Hochwasserallianz Bocholter Aa – Interkommunale Gewässerentwicklung im Einklang mit Natur und Mensch

13. Oktober 2022: Von Rouven Boland, Klimaschutzmanager, Kreis Borken

Im Anschluss an die Hochwasserereignisse im Jahr 2016 gingen die Kommunen entlang der Bocholter Aa sowie der Kreis Borken eine interkommunale Vereinbarung zur gemeinschaftlichen Erstellung eines Hochwasserschutzkonzeptes für die Bocholter Aa ein. Die herausfordernde Aufgabe der interkommunalen Zusammenarbeit wurde ab 2020 durch ein bundesgefördertes Projekt der deutschen Anpassungsstrategie an den Klimawandel kommunikativ begleitet. Neben der Prozessbegleitung wurden vielfältige Beteiligungsformate erprobt und insbesondere auch die Inhalte der kommunalen Starkregengefahrenkarten bürgernah vermittelt. Die Auszeichnung mit dem Bundespreis „Blauer Kompass“ bestärkt die Akteure darin, den Prozess als Verantwortungsgemeinschaft weiter voranzutreiben.
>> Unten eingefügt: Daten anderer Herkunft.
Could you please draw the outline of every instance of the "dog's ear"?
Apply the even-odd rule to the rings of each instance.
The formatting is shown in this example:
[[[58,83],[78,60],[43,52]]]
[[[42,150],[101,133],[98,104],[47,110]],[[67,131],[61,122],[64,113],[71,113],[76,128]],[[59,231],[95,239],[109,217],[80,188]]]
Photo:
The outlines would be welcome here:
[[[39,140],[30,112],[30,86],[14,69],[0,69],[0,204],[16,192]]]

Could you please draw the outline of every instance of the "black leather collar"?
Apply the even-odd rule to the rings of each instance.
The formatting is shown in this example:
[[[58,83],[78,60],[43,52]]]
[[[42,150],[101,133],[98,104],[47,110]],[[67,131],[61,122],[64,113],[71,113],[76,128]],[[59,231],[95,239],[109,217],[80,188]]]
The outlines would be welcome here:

Im Jahr 2016 kam es in Folge zweier aufeinanderfolgender Starkregenereignisse zu Überschwemmungen in den Einzugsbereichen unterschiedlicher Gewässer im Kreis Borken. An der Bocholter Aa führten die Ereignisse insbesondere in den Kommunen Bocholt, Borken, Rhede und Velen zu Schäden. Aufgrund dieser Ereignisse haben sich sämtliche Kommunen im Einzugsgebiet der Bocholter Aa dazu entschlossen, gemeinsam ein interkommunales Hochwasserschutzkonzept (HWSK) zu erstellen.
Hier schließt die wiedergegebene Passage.